Há outros pontos negativos no filme, para além da reificação do corpo erótico de Marilyn. Um deles evidencia uma visão conservadora da maternidade e do corpo da mulher. Marilyn engravida, surgem imagens de um feto na tela. Ela decide não seguir com a gravidez e a interrompe. A imagem do feto continua aparecendo em cenas subsequentes por diversas vezes, até ganhar voz e interagir com a protagonista. Ele quer saber se ela o abortará novamente. A conversa está na cabeça de Norma, isso o espectador entende muito bem. Mas o que está nas entrelinhas é a visão de que um feto de poucas semanas já é um ser humano dotado de consciência e com capacidade de compreensão dos atos da mãe, por isso a interrupção da gravidez angustia tanto Norma. Trata-se de um posicionamento político contra o aborto. Isso fica gritante quando Marilyn sofre um outro aborto em um momento no qual estava decidida a levar a gestação até o fim. Ou seja, pagou o pecado da morte de um novo ser humano perdendo uma gravidez que ela tanto desejava. Vale lembrar que a Suprema Corte dos Estados Unidos revogou em 2022 o direito ao aborto que havia sido garantido por meio de uma jurisprudência. Essa reversão só foi possível devido ao posicionamento conservador de integrantes da Suprema Corte que representam setores conservadores da sociedade civil. O filme parece dialogar diretamente com estes setores conservadores do país que panfletam contra um procedimento que garante às mulheres a gerência de sua saúde e do próprio corpo.

Blonde exagera na quantidade de cenas de abusos sexuais sofridos por Marilyn. Seria compreensível este tom exagerado se fosse utilizado para criticar a construção midiática da atriz, ao invés de reiterá-lo.

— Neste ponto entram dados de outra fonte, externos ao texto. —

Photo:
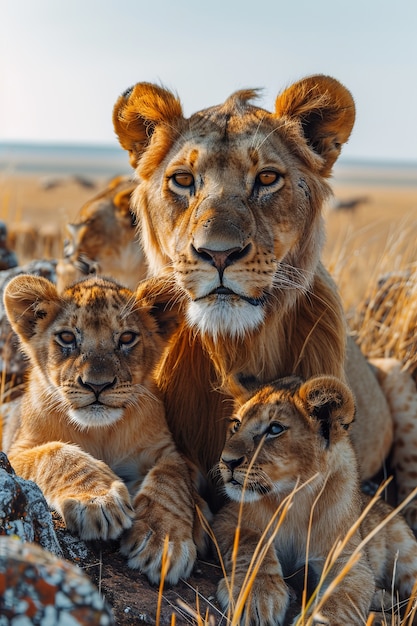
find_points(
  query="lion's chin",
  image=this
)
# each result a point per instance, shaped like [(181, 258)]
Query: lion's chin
[(238, 494), (225, 316), (95, 416)]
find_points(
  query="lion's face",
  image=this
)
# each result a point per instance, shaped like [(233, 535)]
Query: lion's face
[(229, 200), (94, 348), (285, 435), (103, 240)]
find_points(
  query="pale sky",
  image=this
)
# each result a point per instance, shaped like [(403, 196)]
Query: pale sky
[(63, 63)]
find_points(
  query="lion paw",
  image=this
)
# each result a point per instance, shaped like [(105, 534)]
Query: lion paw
[(103, 516), (144, 546), (410, 514), (267, 602)]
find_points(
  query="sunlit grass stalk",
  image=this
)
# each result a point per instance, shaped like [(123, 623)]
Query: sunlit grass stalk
[(355, 555)]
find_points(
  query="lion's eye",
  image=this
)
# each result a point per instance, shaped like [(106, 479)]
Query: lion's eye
[(183, 179), (127, 338), (274, 429), (267, 178), (66, 337)]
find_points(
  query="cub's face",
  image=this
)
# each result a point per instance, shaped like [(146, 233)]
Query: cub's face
[(103, 240), (229, 200), (95, 347), (287, 433)]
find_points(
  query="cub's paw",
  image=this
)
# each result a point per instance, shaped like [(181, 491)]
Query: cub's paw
[(266, 604), (104, 516), (144, 545), (410, 514)]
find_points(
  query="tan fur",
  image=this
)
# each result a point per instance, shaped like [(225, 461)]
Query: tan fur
[(92, 431), (293, 434), (229, 205), (103, 239)]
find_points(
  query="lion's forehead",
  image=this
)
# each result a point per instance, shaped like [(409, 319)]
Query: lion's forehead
[(252, 148)]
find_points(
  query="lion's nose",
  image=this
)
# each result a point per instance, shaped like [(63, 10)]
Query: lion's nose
[(221, 259), (233, 463)]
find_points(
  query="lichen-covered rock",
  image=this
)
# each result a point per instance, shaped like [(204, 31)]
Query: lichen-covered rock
[(24, 511), (37, 588)]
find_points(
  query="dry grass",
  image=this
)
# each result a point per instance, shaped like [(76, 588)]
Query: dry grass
[(371, 253)]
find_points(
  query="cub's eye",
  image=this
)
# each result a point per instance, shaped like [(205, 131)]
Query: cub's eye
[(275, 429), (183, 179), (267, 178), (127, 338), (65, 337)]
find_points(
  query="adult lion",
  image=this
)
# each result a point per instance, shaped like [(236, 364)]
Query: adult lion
[(229, 208)]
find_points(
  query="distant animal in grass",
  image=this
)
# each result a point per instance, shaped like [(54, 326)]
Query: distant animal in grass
[(103, 239), (291, 437)]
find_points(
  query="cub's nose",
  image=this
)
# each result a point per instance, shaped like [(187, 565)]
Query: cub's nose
[(97, 388)]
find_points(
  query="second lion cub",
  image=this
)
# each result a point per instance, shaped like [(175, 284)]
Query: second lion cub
[(290, 438), (92, 431)]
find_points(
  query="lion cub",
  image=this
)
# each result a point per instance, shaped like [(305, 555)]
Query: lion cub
[(92, 431), (291, 438)]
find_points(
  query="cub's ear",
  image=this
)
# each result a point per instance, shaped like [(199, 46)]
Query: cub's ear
[(138, 111), (326, 111), (162, 303), (330, 401), (31, 302)]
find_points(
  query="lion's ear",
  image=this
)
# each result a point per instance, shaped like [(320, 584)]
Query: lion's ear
[(138, 111), (330, 401), (326, 111), (31, 302)]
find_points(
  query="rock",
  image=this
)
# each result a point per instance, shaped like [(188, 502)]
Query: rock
[(23, 510), (38, 588)]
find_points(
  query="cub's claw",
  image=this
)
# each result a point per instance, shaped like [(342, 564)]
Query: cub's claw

Mas o filme se interessa muito mais pelo corpo de Marilyn. Não é à toa que em uma das primeiras cenas do filme, que apresenta Norma já adulta, o enquadramento registra o movimento de seus quadris, de costas, enquanto caminha para uma mesa. A título de comparação, a quantidade de corpos masculinos nus em cena é mínima, já Ana de Armas está exposta o tempo todo, explorada milimetricamente ao ponto de ter uma câmera que emula uma filmagem do interior de seu corpo, no útero. Ou seja, a nudez da mulher ainda é o produto principal em determinados trabalhos dirigidos e escritos por homens. De modo geral, o filme que poderia ser uma crítica à estrutura machista violenta da indústria de cinema de Hollywood acaba por se tornar mais um modo de explorar a imagem de uma atriz erotizada mesmo após a sua morte.